I like how Boebert has been dead silent since election night. She takes the lead and then she all of a sudden appears. Too bad that the most populous county in her district still has several thousand ballots still to be counted. There's a 50/50 chance she loses
Yes, I was far off my prediction no doubt about it. BUT, they control the House and have a change for the Senate. So IF that happens than that is even better in my view since i'm one who hates trump and wants him out of the picture.
The reports I was reading was that the guessing was she was going to lose because of the two counties remaining in her district, they argued Pueblo, the bigger of the two, was blue, although Mesa was red. I have no idea if the source articles were accurate, though.
https://thehill.com/homenews/house/3728323-boebert-trails-by-62-votes-in-razor-tight-colorado-race/ This is one of the articles, which might help.
Day 3 of counting, and so far Dems have flipped two Governor and one Senate seat blue…. Pubs have flipped … ZERO. Still a chance, but this has to be disappointing… no matter what Trump says….
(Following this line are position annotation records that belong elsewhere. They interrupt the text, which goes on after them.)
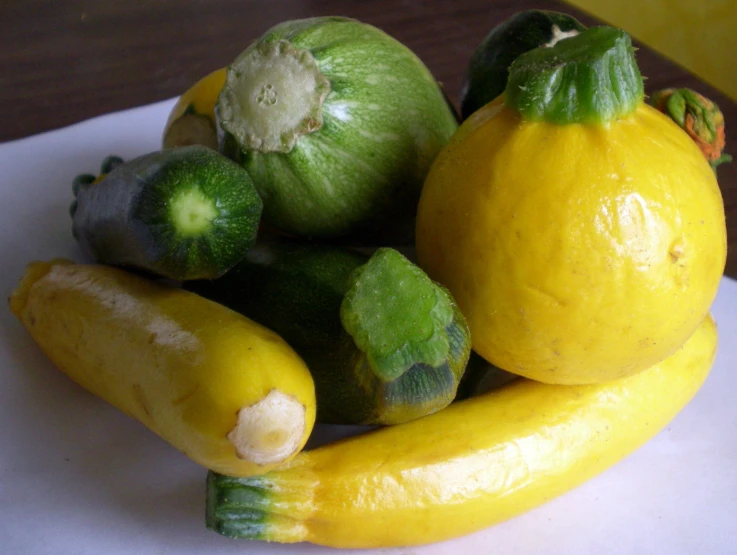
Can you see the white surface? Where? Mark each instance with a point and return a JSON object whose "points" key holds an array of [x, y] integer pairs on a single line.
{"points": [[77, 477]]}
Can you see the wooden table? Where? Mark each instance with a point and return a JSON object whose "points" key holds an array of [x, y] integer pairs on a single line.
{"points": [[62, 62]]}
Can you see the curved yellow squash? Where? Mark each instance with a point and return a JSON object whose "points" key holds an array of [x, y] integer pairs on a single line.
{"points": [[578, 253], [230, 394], [192, 120], [467, 467]]}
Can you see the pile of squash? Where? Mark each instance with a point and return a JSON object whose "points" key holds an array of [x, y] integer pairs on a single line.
{"points": [[319, 240]]}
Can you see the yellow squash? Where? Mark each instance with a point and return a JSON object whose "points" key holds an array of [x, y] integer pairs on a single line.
{"points": [[192, 120], [579, 252], [229, 393], [467, 467]]}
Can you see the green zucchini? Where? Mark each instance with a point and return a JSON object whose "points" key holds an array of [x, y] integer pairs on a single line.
{"points": [[384, 343], [181, 213], [481, 377], [488, 69], [337, 123]]}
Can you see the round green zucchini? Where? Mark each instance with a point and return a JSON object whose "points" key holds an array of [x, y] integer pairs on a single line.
{"points": [[337, 123]]}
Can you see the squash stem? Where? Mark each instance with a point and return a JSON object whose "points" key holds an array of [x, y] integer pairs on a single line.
{"points": [[396, 315], [273, 94], [270, 430], [591, 78]]}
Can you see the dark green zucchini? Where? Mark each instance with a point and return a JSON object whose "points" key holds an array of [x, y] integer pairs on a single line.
{"points": [[481, 377], [181, 213], [384, 343], [489, 66]]}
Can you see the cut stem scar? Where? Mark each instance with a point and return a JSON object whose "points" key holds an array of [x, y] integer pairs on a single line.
{"points": [[273, 94], [270, 430], [193, 212]]}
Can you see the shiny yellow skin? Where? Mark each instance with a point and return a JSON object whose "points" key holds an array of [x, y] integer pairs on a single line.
{"points": [[192, 120], [180, 364], [578, 254], [477, 462]]}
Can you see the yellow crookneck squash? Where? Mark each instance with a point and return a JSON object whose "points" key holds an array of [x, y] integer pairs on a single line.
{"points": [[229, 393], [580, 230], [466, 467]]}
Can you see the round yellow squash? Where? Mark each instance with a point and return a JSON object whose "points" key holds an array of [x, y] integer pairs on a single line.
{"points": [[578, 253]]}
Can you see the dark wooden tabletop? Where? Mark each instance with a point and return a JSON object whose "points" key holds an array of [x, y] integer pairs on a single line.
{"points": [[62, 62]]}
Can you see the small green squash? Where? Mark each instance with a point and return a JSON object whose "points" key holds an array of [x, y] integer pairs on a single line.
{"points": [[384, 344], [181, 213]]}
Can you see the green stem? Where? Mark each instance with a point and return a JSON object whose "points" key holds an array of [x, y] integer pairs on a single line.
{"points": [[591, 78]]}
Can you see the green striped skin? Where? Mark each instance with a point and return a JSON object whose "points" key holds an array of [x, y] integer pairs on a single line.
{"points": [[226, 498], [184, 213], [383, 122], [591, 78], [489, 66], [299, 290]]}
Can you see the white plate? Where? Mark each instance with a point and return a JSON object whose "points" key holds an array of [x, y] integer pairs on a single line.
{"points": [[78, 477]]}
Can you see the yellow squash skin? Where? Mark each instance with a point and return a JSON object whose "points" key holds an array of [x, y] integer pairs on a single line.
{"points": [[578, 254], [182, 365], [473, 464], [192, 120]]}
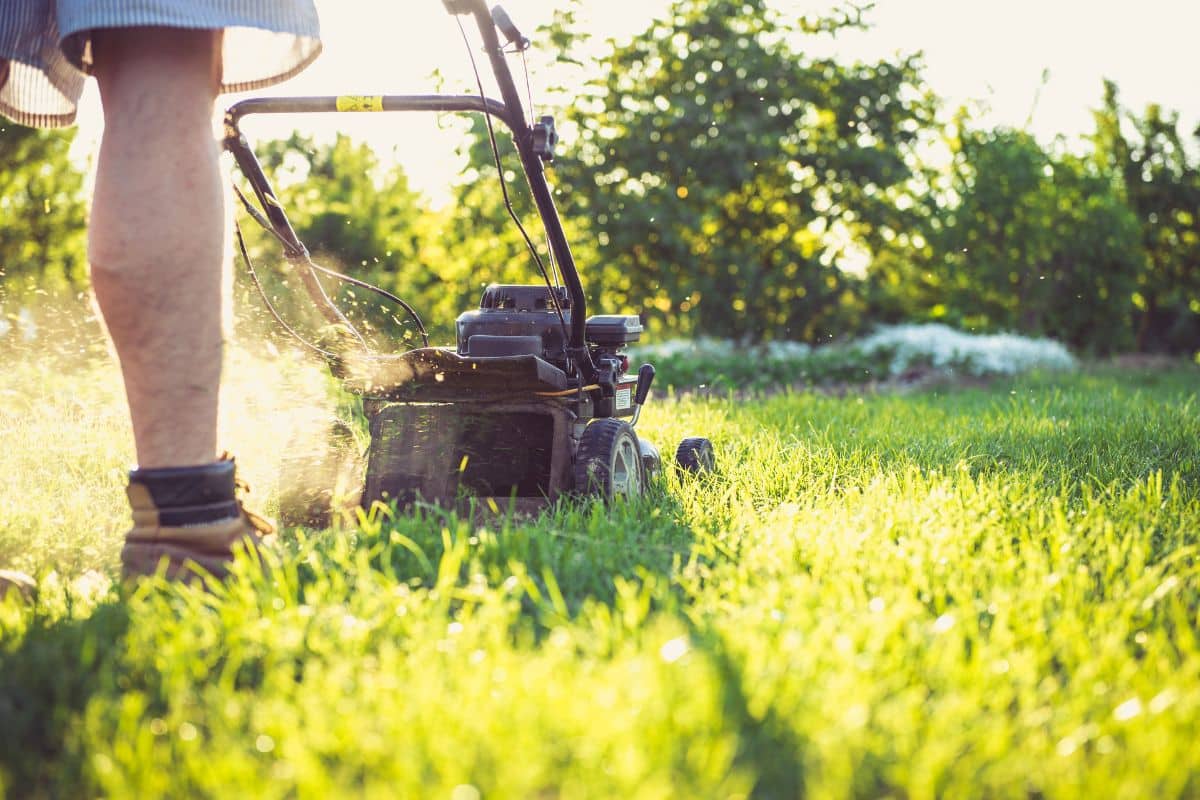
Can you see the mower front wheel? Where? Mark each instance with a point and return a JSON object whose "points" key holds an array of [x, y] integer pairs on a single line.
{"points": [[609, 462]]}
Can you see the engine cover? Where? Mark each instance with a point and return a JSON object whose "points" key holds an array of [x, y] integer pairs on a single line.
{"points": [[526, 314]]}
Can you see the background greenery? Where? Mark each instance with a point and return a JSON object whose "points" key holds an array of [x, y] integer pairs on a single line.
{"points": [[719, 181]]}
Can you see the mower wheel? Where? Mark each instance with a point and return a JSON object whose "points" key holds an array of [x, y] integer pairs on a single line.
{"points": [[695, 455], [609, 462]]}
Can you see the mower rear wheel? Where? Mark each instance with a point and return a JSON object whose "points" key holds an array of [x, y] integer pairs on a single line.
{"points": [[695, 455], [609, 462]]}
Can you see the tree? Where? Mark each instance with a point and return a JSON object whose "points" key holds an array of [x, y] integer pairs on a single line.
{"points": [[1161, 180], [1024, 239], [727, 179], [42, 214]]}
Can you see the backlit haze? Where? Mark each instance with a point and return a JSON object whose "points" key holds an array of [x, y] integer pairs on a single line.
{"points": [[988, 54]]}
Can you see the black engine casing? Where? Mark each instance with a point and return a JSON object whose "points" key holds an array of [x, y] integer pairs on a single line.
{"points": [[515, 320]]}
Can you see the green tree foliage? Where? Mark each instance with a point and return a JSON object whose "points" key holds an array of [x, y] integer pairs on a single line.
{"points": [[725, 175], [1161, 176], [1023, 239], [42, 214]]}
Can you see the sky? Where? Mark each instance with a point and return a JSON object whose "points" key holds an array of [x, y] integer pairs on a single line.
{"points": [[981, 52]]}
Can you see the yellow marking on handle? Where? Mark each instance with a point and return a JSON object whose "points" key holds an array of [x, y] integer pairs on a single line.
{"points": [[360, 102]]}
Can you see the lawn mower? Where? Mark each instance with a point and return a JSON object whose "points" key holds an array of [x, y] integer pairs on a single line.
{"points": [[535, 401]]}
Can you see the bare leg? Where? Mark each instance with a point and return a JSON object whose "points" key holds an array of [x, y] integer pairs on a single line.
{"points": [[157, 230]]}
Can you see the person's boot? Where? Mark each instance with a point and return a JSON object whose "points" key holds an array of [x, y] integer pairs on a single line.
{"points": [[191, 518]]}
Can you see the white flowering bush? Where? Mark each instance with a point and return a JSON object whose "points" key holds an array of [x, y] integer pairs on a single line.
{"points": [[942, 348], [892, 352]]}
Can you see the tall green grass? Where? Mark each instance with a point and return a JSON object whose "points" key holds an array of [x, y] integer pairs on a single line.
{"points": [[964, 591]]}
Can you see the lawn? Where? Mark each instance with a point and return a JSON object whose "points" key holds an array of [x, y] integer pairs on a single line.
{"points": [[955, 591]]}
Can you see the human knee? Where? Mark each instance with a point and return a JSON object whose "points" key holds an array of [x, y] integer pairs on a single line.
{"points": [[147, 72]]}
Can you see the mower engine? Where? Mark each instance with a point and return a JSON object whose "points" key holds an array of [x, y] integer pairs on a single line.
{"points": [[496, 416]]}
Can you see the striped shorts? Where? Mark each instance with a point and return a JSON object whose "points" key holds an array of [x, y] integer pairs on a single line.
{"points": [[46, 54]]}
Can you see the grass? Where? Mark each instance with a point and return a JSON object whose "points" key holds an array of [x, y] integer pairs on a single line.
{"points": [[988, 590]]}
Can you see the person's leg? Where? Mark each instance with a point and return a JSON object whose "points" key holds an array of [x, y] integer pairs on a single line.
{"points": [[156, 245], [157, 232]]}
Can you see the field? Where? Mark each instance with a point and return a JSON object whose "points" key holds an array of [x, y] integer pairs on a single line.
{"points": [[987, 590]]}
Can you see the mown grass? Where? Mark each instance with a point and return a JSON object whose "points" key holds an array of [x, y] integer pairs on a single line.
{"points": [[960, 591]]}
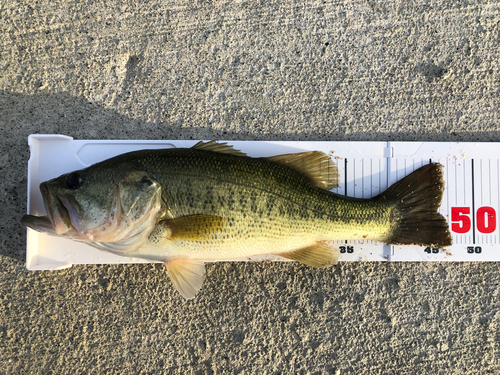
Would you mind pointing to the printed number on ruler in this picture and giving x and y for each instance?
(486, 221)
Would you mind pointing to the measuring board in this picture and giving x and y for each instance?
(470, 203)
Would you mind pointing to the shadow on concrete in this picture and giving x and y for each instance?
(62, 113)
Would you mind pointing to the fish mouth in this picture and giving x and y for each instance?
(58, 220)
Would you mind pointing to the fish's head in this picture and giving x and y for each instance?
(99, 204)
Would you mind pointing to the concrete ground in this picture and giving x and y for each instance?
(244, 70)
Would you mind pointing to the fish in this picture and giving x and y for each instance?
(187, 206)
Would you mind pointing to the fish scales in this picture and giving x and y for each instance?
(211, 202)
(270, 208)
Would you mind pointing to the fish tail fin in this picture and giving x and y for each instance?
(417, 198)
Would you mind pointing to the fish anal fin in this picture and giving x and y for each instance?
(187, 275)
(315, 164)
(319, 255)
(193, 227)
(222, 148)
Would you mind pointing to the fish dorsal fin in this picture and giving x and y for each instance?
(317, 255)
(187, 275)
(315, 164)
(222, 148)
(192, 227)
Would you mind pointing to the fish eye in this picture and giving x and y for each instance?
(74, 180)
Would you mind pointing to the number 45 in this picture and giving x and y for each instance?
(486, 219)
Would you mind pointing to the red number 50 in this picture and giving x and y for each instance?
(486, 219)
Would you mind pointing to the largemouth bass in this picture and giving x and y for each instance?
(211, 202)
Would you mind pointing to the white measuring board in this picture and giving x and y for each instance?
(366, 169)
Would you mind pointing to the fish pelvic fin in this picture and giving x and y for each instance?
(318, 255)
(416, 199)
(187, 275)
(316, 165)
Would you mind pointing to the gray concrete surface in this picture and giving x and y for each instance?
(243, 70)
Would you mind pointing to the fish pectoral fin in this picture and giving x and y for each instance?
(193, 227)
(317, 165)
(318, 255)
(222, 148)
(187, 275)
My prediction: Pubs flip Nevada, lose in Arizona, and control of the Senate comes down to Georgia... AGAIN. And in that runoff, I think turnout will be great on both sides, but liberal enthusiasm for Warnock wins out over conservative apathy for Walker. Warnock wins the runoff in a close one, Democrats keep control of the Senate.
The irony is that if the Democratic Party in New York was able to get away with the same type of extreme gerrymandering employed by DeSantis in Florida the Democrats may very well have held the House. Their attempt was rebuffed by the courts with an independent special master redrawing the boundaries in a manner that tended to favor Republicans. Republicans pick up 3 New York House seats with Long Island sweep and defeat of DCCC chair
This is one of the reasons why the GOP should be careful what they wish for pushing the Independent State Legislature concept. There are far more independent districting commissions/anti-gerrymandering rules in blue states than red states. And even where a red state has anti-gerrymandering rules, like Florida, the state courts generally ignore them, in contrast to blue states like New York that do actually enforce those rules. The upshot is that the Republicans are already pretty close to maxed out on potential gains from gerrymandering. Even a computer-perfect map would only net them maybe a handful of seats. Meanwhile, Democrats have a lot of room to improve in New York, California, etc.